Summary
I implemented a spatial pooler (S.P.) and Maximal Likelihood classifier and used them to achieve 77% accuracy on the MNIST dataset. My implementation differs in a few ways from Numenta’s.
The code and figures are available at: GitHub - ctrl-z-9000-times/HTM_experiments: Old experiments, use sdr_algorithms repo instead.
It is written in python3.
Test Methods
I trained the S.P. for 60,000 cycles on the MNIST training data. There are 60,000 samples of training data. I used synthetic training data. I applied random rotations (max rotation of 15 degrees), and random shifts. The resulting (Encoder + S.P. + M.L. Classifier) system is able to correctly classify approximately 77% of the test dataset.
Implementation Differences
This implementation is based on but differs from the one described by Numenta’s Spacial Pooler white paper, (Cui, Ahmad, Hawkins, 2017, “The HTM Spacial Pooler - a neocortical…”) in two main ways, the boosting function and the local inhibition mechanism.
Logarithmic Boosting Function:
In (Cui, Ahmad, Hawkins, 2017), they use an exponential boosting function (see figure 1D from their paper).
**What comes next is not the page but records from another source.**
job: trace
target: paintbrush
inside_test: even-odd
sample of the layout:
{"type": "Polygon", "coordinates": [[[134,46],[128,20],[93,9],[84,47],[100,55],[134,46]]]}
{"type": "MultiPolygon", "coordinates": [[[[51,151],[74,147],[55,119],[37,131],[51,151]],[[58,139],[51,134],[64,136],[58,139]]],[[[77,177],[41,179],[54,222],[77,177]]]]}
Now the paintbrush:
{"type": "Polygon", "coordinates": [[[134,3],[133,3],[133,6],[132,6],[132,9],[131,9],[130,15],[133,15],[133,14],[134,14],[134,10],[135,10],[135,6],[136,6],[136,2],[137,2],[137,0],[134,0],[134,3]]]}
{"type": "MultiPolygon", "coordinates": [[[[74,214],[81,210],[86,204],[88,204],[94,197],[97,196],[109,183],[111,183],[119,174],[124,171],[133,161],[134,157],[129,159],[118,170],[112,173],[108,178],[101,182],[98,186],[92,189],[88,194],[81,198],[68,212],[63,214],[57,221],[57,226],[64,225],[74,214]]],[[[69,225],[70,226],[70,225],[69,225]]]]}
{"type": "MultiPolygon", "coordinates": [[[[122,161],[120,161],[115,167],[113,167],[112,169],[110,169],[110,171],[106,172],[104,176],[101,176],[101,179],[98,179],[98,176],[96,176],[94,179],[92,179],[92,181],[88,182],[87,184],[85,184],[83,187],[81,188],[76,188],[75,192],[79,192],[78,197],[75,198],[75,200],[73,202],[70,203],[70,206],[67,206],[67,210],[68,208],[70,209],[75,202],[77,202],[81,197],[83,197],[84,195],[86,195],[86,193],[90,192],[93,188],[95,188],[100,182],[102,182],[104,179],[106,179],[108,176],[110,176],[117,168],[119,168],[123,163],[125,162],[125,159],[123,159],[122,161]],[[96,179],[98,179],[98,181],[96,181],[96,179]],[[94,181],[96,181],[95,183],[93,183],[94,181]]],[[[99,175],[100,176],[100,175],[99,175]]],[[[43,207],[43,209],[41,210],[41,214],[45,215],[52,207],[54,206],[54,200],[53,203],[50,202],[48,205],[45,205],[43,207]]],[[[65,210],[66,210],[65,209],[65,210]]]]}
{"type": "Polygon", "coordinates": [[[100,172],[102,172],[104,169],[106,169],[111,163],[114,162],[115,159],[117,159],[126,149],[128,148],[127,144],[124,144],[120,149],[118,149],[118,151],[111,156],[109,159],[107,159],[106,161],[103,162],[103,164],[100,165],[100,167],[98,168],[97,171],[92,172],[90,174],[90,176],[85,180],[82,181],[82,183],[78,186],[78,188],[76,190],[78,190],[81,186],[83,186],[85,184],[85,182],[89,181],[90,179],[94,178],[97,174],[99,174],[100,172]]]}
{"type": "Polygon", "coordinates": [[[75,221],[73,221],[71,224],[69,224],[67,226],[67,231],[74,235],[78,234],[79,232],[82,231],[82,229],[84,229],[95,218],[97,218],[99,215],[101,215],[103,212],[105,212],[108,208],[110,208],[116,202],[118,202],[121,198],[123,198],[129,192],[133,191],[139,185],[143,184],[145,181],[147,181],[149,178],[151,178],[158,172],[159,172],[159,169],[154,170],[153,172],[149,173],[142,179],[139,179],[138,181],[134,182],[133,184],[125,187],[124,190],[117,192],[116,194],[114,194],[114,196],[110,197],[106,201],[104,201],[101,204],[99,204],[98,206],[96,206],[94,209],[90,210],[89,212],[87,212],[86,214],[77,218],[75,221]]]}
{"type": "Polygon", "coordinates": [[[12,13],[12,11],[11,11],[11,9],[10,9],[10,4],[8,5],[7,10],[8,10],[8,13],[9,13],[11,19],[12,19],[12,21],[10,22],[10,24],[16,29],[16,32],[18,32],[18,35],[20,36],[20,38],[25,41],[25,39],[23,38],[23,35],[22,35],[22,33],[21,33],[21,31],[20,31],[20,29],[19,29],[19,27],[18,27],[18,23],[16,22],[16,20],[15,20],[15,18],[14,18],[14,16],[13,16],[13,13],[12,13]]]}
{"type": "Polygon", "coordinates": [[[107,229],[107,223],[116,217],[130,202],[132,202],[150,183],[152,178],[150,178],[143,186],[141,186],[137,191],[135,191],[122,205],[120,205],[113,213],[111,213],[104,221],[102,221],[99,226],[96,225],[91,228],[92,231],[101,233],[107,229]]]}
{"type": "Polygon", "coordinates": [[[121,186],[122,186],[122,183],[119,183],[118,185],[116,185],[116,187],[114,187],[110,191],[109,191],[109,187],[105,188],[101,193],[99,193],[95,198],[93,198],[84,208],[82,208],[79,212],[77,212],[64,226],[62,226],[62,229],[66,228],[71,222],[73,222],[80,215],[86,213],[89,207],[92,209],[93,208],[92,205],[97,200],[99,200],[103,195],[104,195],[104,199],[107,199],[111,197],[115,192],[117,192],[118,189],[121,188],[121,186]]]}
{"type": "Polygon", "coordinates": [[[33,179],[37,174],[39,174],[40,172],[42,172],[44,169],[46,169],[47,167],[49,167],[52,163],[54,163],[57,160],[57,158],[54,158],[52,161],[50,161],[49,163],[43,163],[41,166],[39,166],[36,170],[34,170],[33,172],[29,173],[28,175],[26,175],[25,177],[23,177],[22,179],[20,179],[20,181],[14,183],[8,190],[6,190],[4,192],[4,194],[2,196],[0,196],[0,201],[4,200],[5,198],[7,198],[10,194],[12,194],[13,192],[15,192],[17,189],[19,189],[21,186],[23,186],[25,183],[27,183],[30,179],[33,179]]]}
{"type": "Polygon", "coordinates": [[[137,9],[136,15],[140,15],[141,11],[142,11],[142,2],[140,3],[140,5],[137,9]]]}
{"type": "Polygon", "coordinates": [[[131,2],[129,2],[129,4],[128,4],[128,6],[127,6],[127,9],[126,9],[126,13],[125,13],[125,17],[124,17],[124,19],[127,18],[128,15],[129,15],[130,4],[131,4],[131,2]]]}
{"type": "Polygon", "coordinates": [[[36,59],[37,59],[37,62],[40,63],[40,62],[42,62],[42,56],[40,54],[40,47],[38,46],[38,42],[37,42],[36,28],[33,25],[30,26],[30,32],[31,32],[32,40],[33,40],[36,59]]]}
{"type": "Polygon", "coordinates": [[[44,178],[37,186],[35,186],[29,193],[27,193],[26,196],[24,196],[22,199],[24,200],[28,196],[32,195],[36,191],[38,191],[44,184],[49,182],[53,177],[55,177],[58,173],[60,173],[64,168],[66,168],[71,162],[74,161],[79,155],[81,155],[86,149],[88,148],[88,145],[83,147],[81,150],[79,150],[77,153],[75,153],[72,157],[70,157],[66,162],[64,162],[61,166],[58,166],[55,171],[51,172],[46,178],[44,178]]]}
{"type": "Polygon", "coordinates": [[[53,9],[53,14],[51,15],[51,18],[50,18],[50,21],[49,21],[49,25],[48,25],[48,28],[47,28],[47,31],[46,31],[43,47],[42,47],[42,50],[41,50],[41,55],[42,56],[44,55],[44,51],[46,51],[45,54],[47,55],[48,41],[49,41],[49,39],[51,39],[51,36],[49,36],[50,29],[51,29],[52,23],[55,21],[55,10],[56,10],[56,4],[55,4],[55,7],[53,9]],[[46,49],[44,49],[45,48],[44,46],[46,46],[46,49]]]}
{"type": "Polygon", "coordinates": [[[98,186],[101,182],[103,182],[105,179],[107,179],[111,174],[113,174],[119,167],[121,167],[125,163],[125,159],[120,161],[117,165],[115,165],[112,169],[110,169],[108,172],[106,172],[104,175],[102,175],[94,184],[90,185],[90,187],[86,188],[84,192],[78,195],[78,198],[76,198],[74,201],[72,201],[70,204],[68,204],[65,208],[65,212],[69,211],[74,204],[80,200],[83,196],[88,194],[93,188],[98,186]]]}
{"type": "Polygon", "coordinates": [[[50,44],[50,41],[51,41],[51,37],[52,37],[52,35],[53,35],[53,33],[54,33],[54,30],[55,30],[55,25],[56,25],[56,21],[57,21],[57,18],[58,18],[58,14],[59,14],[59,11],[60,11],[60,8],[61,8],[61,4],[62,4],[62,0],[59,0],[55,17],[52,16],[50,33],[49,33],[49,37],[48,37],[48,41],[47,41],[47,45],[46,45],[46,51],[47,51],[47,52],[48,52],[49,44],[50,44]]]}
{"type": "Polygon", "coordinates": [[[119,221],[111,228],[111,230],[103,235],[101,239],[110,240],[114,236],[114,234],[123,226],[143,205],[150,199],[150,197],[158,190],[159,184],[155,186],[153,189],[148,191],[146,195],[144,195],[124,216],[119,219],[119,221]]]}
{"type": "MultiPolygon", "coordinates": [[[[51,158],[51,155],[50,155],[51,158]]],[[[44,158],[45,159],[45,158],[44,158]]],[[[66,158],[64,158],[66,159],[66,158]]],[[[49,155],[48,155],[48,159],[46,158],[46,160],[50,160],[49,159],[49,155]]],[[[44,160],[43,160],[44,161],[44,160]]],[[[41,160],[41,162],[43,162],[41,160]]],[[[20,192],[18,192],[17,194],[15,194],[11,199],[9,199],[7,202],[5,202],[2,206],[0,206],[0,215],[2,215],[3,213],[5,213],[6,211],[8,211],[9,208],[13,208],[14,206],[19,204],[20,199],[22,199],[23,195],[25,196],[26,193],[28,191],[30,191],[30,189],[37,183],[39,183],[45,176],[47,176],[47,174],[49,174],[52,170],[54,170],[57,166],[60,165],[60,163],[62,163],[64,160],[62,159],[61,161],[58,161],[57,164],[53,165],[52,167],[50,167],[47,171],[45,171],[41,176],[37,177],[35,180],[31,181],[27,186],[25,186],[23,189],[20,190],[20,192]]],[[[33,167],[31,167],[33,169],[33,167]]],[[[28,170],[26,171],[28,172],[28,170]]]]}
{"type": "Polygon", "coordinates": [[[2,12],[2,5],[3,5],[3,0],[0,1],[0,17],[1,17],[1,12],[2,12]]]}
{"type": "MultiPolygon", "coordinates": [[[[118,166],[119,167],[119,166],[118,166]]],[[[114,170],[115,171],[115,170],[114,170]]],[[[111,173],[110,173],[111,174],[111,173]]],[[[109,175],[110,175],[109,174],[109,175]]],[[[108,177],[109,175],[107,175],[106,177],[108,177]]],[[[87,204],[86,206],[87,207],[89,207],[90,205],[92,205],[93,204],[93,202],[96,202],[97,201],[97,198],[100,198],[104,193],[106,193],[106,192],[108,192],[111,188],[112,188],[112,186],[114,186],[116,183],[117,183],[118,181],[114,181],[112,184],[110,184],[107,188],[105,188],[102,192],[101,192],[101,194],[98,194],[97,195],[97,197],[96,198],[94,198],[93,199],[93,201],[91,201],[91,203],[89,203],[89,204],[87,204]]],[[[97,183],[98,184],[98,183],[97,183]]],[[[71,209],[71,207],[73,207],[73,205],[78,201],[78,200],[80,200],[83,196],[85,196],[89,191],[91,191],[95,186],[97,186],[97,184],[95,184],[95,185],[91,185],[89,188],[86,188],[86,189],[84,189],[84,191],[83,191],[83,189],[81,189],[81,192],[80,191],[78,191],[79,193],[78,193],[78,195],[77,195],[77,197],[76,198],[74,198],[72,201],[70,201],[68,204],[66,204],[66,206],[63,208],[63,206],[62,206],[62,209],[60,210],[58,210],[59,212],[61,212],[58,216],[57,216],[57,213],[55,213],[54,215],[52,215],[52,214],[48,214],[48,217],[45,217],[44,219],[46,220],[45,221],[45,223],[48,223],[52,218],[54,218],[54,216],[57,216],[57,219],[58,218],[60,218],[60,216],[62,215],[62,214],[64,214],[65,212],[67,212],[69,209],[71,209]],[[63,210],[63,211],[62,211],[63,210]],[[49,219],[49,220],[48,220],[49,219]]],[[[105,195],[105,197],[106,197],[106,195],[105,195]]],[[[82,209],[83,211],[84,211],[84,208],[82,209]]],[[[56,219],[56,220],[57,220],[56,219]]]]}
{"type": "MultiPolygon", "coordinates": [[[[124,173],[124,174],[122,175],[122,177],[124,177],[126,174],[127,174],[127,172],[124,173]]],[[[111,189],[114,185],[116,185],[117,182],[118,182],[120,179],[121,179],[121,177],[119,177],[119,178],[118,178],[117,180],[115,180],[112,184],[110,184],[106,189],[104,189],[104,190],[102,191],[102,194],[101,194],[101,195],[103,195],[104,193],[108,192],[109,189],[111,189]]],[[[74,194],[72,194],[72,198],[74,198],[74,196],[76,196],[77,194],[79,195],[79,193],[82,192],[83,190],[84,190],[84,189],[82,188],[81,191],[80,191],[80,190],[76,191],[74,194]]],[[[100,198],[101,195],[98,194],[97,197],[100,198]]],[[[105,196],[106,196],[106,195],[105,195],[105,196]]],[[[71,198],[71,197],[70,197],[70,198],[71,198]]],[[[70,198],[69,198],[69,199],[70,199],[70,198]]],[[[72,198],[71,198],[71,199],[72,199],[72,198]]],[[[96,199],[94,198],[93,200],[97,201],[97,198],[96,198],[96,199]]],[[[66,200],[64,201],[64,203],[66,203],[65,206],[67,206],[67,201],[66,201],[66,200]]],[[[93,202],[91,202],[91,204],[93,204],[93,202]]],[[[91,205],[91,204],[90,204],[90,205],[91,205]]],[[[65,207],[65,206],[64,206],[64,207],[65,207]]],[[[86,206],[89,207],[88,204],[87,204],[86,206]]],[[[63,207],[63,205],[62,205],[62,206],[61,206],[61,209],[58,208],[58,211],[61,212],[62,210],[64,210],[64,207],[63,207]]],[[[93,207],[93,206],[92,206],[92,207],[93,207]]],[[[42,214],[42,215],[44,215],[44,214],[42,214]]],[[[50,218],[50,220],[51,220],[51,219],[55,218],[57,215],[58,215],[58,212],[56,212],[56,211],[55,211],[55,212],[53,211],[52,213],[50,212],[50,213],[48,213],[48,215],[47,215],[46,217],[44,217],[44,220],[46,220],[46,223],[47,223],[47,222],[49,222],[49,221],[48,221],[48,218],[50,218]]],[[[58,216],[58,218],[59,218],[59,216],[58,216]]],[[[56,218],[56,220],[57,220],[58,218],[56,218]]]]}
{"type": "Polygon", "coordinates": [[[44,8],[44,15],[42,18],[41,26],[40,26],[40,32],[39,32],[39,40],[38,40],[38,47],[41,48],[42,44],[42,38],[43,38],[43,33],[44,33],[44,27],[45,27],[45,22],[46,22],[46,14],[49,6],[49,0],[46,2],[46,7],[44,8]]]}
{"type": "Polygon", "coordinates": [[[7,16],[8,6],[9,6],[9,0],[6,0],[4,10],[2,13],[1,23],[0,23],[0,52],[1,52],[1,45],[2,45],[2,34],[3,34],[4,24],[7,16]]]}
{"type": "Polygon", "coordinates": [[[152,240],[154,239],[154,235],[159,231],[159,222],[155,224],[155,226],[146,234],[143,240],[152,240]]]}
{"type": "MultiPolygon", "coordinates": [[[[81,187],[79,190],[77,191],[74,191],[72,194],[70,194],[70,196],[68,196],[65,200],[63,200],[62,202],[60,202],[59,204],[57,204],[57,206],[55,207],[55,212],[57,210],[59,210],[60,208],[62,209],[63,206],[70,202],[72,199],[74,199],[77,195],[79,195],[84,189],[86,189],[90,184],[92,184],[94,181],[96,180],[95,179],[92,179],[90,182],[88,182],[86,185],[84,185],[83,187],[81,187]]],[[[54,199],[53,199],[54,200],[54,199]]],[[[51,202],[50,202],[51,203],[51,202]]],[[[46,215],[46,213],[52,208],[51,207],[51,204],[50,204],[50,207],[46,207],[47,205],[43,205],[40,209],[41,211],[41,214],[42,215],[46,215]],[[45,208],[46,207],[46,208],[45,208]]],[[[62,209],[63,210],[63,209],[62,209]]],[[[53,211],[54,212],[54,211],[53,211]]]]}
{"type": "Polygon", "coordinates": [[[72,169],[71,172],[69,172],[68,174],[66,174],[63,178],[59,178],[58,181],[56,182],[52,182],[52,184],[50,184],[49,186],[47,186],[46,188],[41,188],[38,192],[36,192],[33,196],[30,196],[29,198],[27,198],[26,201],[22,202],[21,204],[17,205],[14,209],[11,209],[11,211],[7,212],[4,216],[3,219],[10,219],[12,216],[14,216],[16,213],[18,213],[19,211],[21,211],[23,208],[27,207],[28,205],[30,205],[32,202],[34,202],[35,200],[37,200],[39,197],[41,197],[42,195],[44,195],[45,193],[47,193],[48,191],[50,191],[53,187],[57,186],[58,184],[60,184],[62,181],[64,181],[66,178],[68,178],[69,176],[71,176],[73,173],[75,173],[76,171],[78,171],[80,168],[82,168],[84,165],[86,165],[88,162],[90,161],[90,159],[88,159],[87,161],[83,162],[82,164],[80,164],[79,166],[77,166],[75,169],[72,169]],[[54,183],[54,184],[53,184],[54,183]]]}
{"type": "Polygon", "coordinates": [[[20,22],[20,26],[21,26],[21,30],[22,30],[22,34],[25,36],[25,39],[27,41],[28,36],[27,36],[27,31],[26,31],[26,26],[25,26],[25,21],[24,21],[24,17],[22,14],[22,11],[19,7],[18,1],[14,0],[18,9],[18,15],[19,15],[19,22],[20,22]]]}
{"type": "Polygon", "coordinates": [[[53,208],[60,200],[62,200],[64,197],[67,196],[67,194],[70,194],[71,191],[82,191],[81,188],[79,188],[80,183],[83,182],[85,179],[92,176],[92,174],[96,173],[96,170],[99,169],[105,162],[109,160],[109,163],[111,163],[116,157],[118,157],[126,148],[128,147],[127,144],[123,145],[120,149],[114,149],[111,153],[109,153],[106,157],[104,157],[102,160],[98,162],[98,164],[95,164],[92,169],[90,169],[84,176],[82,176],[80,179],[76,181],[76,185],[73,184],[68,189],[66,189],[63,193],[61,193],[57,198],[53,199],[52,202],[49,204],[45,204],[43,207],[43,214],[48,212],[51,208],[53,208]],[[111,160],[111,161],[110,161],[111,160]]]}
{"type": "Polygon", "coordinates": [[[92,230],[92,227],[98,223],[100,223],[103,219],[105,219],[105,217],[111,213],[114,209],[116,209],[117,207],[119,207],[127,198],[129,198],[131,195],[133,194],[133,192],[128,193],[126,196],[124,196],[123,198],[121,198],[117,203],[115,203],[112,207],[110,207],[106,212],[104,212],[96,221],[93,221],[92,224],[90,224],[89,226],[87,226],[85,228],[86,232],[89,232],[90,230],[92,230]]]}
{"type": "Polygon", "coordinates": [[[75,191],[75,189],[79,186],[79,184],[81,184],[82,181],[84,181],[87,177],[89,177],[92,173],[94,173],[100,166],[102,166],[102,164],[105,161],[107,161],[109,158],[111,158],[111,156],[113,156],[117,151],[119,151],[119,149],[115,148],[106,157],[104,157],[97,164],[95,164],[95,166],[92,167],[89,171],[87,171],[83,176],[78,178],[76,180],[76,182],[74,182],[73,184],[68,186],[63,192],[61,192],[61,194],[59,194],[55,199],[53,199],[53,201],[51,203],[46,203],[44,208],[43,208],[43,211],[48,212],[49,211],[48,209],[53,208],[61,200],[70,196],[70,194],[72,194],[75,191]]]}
Notice that their curve intercepts the boost-factor axis and has an asymptote along the activation frequency axis. The activation frequency is by definition constrained to the range [0, 1].
I use the inverse of their function, which intercepts the activation-frequency axis and asymptotically approaches the boost-factors axis. Then scale the boost factor such that at the desired sparsity it equals 1.0
boost_function = -log( activation_frequency ) scale_factor = 1 / boost_function( target_sparsity ) boost_factor = boost_function( activation_frequency ) * scale_factor boost_factor = log( activation_frequency ) / log( target_sparsity )
This mechanism has the advantage of having no parameters.
This mechanism yields an entropy of 97% of the theoretical maximum.
Plot comparing the two boosting functions.
Faster Local Inhibition:
In (Cui, Ahmad, Hawkins, 2017), they activate the top K most excited columns in each area,
where K is proportional to the sparsity, and the area is a fixed radius from each column
which is proportional to the radius of the receptive field.
I activate the top K most excited columns globally, after normalizing all columns by their
local area mean and standard deviation. The local area is a Gaussian filtering and
the standard deviation of the Gaussian is proportional to the radius of the receptive field.
In pseudo code:
mean_normalized = excitement - gaussian_blur( excitement, radius )
standard_deviation = sqrt( gaussian_blur( mean_normalized ^ 2, radius ) )
normalized = mean_normalized / standard_deviation
activate = top_k( normalized, sparsity * number_of_columns )
The above figure shows the S.P. pipeline. From left to right, top down: Input is accumulated yielding the raw excitement, the activation frequency (aka duty cycle) is used to boost each column (labeled “Boosted”), then that is normalized by each area’s mean and std-dev (labeled “Locally Inhibited Excitement”), finally the top 2% of columns are selected.
The following samples of inputs and outputs show that although the active columns overlap with the ‘interesting’ areas of the input, they are evenly distributed across those areas. This validates my method of local-inhibition followed by global selection which prevents one area from activating disproportionately.
Note: The input shape is 28x28, the columns shape is 56x56, and the radius for connecting inputs to columns is 3 units (units from the input space). In these figures the column locations line up with their locations in the input space.
Link to Sample Inputs and Outputs:
https:// github.com/ctrl-z-9000-times/HTM_experiments/blob/master/MNIST_figures/sample_activations.png
*Sorry to break the links, new users are restricted to a single image and 2 links
In an ablative experiment, I disabled the local inhibition step. Active columns are still selected globally and columns still have an input radius. You can see that the active columns still tend to be near the interesting areas of the input but that they are clumped. Also, there appear to be areas which are systematically more active.
Link to Sample Inputs and Outputs, without local inhibition:
https:// github.com/ctrl-z-9000-times/HTM_experiments/blob/master/MNIST_figures/sample_activations_no_local_inhib.png
Conclusion
I would like to continue working with the MNIST dataset. I think that with work I could reach my goal of 90% accuracy.